Experiencing the bitterness, being a witness to the loss of the bond between parents, having parents disrespect each other, adjusting to living without one of the parents or living with a new parent (as in your case) all create a challenging new family circumstance. In the personal history of the boy or girl, parental divorce is a turning point in their life.
I am sure your mother may have tried very hard to give you a normal happy childhood yet convincing a vulnerable young mind of the permanence of divorce can be an overwhelming task for the child. Some parents who get divorced do make efforts to provide for a joint presence at least for special family occasions like birthdays to help the child adjust emotionally.
But it may have been different and difficult in your case since the divorce happened following cruelty and violence. You may be experiencing guilt of recreating a decent relationship with your stepdad and enjoying the closeness with your mom and also seeing your mom happy with her new partner, and feeling that your biological father may be alone and suffering or missing out on this “family closeness”.
Alcoholism can have a multipronged impact on a family. It damages psychological balance and physical functioning of a person, affects behavior and mental abilities, leads to financial losses, mood disorders and partner or child abuse too.
Alcoholism or ineffective alcohol dependence treatment of any of the spouses may become a serious reason for permanent misunderstandings often leading to a separation.
Your mother divorced your biological father when you were eight, and by then she may have given him chances to improve or offered help with seeking professional help for alcoholism too.
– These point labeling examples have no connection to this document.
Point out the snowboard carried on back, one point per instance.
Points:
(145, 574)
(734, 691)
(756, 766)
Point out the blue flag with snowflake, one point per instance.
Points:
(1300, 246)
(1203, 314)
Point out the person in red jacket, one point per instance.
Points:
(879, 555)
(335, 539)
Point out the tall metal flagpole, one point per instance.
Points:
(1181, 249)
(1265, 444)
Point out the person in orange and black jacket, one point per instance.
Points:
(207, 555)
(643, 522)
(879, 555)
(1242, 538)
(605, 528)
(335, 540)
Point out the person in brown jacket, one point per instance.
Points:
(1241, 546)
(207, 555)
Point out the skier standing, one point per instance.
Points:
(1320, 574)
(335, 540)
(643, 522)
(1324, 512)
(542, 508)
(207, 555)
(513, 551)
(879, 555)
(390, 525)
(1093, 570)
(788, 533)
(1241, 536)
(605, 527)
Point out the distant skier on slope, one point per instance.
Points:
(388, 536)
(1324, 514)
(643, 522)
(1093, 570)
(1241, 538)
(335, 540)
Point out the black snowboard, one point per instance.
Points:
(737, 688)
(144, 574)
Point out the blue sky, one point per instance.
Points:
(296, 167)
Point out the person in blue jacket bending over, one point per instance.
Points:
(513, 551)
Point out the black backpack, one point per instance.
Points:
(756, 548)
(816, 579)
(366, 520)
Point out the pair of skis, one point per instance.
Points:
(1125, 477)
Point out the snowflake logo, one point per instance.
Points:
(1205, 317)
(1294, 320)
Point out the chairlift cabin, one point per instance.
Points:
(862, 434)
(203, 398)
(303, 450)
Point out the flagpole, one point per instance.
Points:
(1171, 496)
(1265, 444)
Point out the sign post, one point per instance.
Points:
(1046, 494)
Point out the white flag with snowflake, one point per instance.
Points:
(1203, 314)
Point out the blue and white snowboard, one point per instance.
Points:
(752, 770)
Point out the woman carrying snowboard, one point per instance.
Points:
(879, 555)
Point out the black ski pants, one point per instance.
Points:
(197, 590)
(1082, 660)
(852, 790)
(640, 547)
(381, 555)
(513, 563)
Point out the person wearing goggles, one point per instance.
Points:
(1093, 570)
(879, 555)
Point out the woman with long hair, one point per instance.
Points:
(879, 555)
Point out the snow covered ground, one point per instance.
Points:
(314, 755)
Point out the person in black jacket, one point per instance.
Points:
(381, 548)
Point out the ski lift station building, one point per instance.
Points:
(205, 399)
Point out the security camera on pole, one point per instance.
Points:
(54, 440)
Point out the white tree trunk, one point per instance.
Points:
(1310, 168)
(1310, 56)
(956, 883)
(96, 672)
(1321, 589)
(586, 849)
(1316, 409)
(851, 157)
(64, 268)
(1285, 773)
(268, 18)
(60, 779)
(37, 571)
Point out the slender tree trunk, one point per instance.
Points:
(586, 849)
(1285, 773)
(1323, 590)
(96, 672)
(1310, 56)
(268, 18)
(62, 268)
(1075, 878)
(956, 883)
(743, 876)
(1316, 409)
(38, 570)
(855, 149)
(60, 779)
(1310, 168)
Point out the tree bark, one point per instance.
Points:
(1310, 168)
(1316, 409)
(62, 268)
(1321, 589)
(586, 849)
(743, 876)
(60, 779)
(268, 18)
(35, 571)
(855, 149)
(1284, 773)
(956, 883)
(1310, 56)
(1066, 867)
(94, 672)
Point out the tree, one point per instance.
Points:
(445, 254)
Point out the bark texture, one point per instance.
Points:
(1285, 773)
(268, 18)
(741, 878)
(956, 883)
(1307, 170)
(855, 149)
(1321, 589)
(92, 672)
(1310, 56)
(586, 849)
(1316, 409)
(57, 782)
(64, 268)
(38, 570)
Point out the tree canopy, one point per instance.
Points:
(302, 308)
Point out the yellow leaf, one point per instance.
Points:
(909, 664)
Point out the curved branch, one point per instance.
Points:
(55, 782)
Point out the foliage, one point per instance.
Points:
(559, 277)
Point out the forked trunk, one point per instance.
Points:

It’s often difficult for an alcoholic to quit completely unless the motivation comes from within.
The unpredictability of an alcoholic turning to alcohol again is high and maybe your mother did not wish for you to witness more violence and trauma of seeing your father act cruel and indulge in unhealthy behaviors. That’s one reason she may not want you to revisit and reconnect for the fear of your getting hurt again.
I totally understand this longing for you to resolve what’s left unresolved within you, things you want to tell your biological father and all the help and support you wish to give him hoping for his recovery. As an adult you may choose to meet him and speak with him sharing what you feel yet with an acceptance that he may not have changed and without any expectations from your end.
If left unresolved it may have an impact on your relationships and you are right about this. You may choose to work with a professional therapist to resolve your feelings of guilt as well as for any traumatic memories you may have of your childhood.
You do seem like a very sensitive and thoughtful person and I am sure you will be able to work through these concerns with a professional.